Tuesday, October 10, 2006
i'm realli very
STRESSED!nth seem to go according to wat i thought.. seriously..there's nth..
today science exam was like SHIT! i'm gonna flunk it...
calculation
WRONG!
MISUNDERSTAND the question! worst still
DON'T how to DO!
those that i spent my time studying all nvr come out...wth! i very disppointed in myself... ppl going round to say they din do well.. seriously..their attitude aft exam is like..so happy. i can't sense anything that they are upset or din do well lah! before exam come telling me, surely fail, oh shoot nvr learn, cannot do well..etc. but in the end come out so good! i HATE such ppl! if u say u will fail, den let me see u fail! dun aft exam come proudly comparing marks! STOP IT! is irritating! is idiotic!

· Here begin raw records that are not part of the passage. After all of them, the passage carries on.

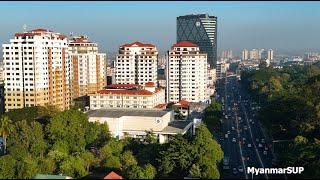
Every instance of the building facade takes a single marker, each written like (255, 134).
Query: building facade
(136, 63)
(187, 73)
(200, 29)
(36, 70)
(88, 72)
(245, 54)
(270, 54)
(135, 122)
(128, 96)
(255, 54)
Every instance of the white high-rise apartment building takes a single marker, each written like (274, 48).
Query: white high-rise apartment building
(245, 54)
(36, 70)
(254, 54)
(270, 54)
(187, 73)
(88, 67)
(136, 63)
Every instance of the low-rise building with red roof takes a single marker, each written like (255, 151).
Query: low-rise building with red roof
(128, 96)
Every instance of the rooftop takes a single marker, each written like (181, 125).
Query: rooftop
(49, 176)
(117, 113)
(185, 44)
(177, 127)
(122, 86)
(113, 175)
(138, 44)
(125, 92)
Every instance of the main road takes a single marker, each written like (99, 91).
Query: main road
(245, 144)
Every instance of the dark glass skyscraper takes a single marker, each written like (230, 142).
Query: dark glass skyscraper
(202, 30)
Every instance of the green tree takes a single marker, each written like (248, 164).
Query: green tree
(74, 167)
(89, 159)
(7, 167)
(6, 128)
(69, 126)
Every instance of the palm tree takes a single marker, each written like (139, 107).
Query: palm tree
(6, 128)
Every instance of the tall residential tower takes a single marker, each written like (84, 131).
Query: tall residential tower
(200, 29)
(187, 73)
(36, 70)
(88, 67)
(136, 63)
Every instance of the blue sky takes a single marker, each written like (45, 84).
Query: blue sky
(282, 25)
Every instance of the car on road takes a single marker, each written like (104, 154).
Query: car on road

exams is already so stress for me liaoz..but...i very i'll go crazy one day..u guys gonna take bus to mental hospital to visit me bahx.. i realli might jus break down infront of u guys.. friends seem to close to me, but yet they are so far away.. u all are moving further and further away from me.. one day i will not be able to see u all anymore. i felt very lonely. extremly lonely. friends seem to be alot, but there's actually none. this is the worst feeling. at time when i need to find ppl to tok to, there's none around. even there's one, no one will understand how i feel. when i break the friendship, u all will come asking me, hong yi how come u guai guai de..how come u so quiet, how come u so funny.. but when i'm around, who will notice me??? i jus felt so invisible in ur eyes.. i realli wanna to have a rest from my friends.
i wanna to rest in this coming holidays.
(din meant starvian hor..)
i wanted to rest! i might be taking a break from the outside world for sometime...sometime.